A work_types table, with the following model:

interface WorkTypesModel {
	id: Int,			// The table's primary key
	name: String,
}

Estimates

A project_estimates table, of which the model would look like this:

interface ProjectEstimate {
	id: Int,			// The table's primary key
	id_project: Int,
	id_work_type: Int,
	duration: Int,
}

Basically, we have a many-to-one relationship between our project estimates and our projects, and a many-to-one relationship between our project estimates and our work types. Through the project_estimates table, which acts as a join table, we also have a many-to-many relationship between our projects and our work types.

The job to be done

Today's task, should we accept it, is an ETL (Extract, Transform, Load) task. Our architecture relies on ElasticSearch for complex searches, regularly synced with the SQL database's data, and the frontend team would like it if we could add each project's latest estimate in the data synced over to ElasticSearch[^1].
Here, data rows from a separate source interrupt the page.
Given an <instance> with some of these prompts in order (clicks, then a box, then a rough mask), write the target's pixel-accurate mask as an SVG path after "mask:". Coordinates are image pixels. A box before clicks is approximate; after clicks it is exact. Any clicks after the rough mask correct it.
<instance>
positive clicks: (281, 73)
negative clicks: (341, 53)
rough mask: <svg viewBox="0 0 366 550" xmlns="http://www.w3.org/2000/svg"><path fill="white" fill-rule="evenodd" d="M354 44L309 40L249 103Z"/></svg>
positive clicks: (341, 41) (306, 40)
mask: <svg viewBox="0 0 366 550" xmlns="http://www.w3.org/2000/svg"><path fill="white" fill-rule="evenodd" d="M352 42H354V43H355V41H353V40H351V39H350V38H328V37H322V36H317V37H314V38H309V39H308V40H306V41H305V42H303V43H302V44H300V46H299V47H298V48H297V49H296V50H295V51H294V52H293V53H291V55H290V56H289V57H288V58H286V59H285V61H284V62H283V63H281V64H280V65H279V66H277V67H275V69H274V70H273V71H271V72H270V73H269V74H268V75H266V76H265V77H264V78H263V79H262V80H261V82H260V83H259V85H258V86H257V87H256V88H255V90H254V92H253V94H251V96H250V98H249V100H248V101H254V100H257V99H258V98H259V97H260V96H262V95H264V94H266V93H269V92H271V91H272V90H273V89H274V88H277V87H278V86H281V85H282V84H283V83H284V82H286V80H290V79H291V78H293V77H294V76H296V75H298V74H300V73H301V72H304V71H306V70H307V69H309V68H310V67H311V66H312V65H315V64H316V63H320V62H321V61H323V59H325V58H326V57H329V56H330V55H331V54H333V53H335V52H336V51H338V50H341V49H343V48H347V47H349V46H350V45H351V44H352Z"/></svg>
Now, you'll notice an annoying thing. Estimates don't have a creation date associated with them. Luckily for us, someone had the odd, yet helpful to us today, idea of using incremental integers for our tables' primary keys. Meaning that the most recent estimate also has the greatest id.

How I did it

Basically, what we want to do is

  • For each project, get the most recent estimate for each work_type.
  • Sum the estimates
  • Return each project's id with it's associated estimates durations sum.

And here is how I did it in Typescript, using TypeORM (not my first choice, but more on that later, and had I known I would have insisted we use something else).

  /**
   *
   * Returns a map of all the Projects' estimated durations
   * It does so by summing up, for each id_project, the durations of the most recent rows for each id_work_type & id_project combination from the project_estimates table
   * @returns promise of a map of each Project's total estimated duration
   */
  async getProjectDurations(): Promise<{ [projectId: number]: number }> {
    const estimatedDurations: ProjectEstimate[] = await this.repository.query(`
      SELECT
      t1.id_project,
      SUM(t1.duration) AS total_duration
      FROM (
        SELECT
          MAX(t2.id_estimate) AS most_recent_es,
          t2.id_project,
          t2.id_work_type,
          t2.duration
        FROM project_estimates AS t2
        GROUP BY t2.id_project, t2.id_work_type
      ) AS t3
      INNER JOIN project_estimates AS t1
      ON t3.id_project = t1.id_project AND t3.id_work_type = t1.id_work_type AND t3.most_recent_es = t1.id_estimate
      GROUP BY id_project
    `);
    const estimatedDurationsMap = estimatedDurations.reduce(
      (map, estimatedDuration) => ({
        ...map,
        [estimatedDuration.id_project]: estimatedDuration.total_duration,
      }),
      {},
    );
    return estimatedDurationsMap;

Epilogue

Conclusion? Well, if possible, don't build systems that rely on happenstance (the incremental integer id), try to plan your models for future use cases (saving the creation date and the latest update's date seems a safe bet), and keep finding joy in solving small puzzles. In my eye, along with actually building something, it's a big part of what makes what we do so great. That and building stuff that matters and helps people. But having learned my lesson, I will happily settle on not contributing to products that pollute our daily lives, or actually kill people.

Anyway, I hope it helped you, and I wish you a wonderful day! Also, as always, reach out to me on Twitter should you have any questions, feedback, or improvements to suggest! Bye!

Also, I've recently, and finally, started traveling, so that's nice - ©ElFitz 2022

[1]: Now, perhaps all this could have been avoided with a CQRS / Event Sourcing architecture, but remember that this is an internal tool, not the LMAX. The consulting firm we work at may be one the best, but we're lucky to get an actual full-time dedicated team for this project, and some time to tackle technical debt. Most of the places I've been weren't like that.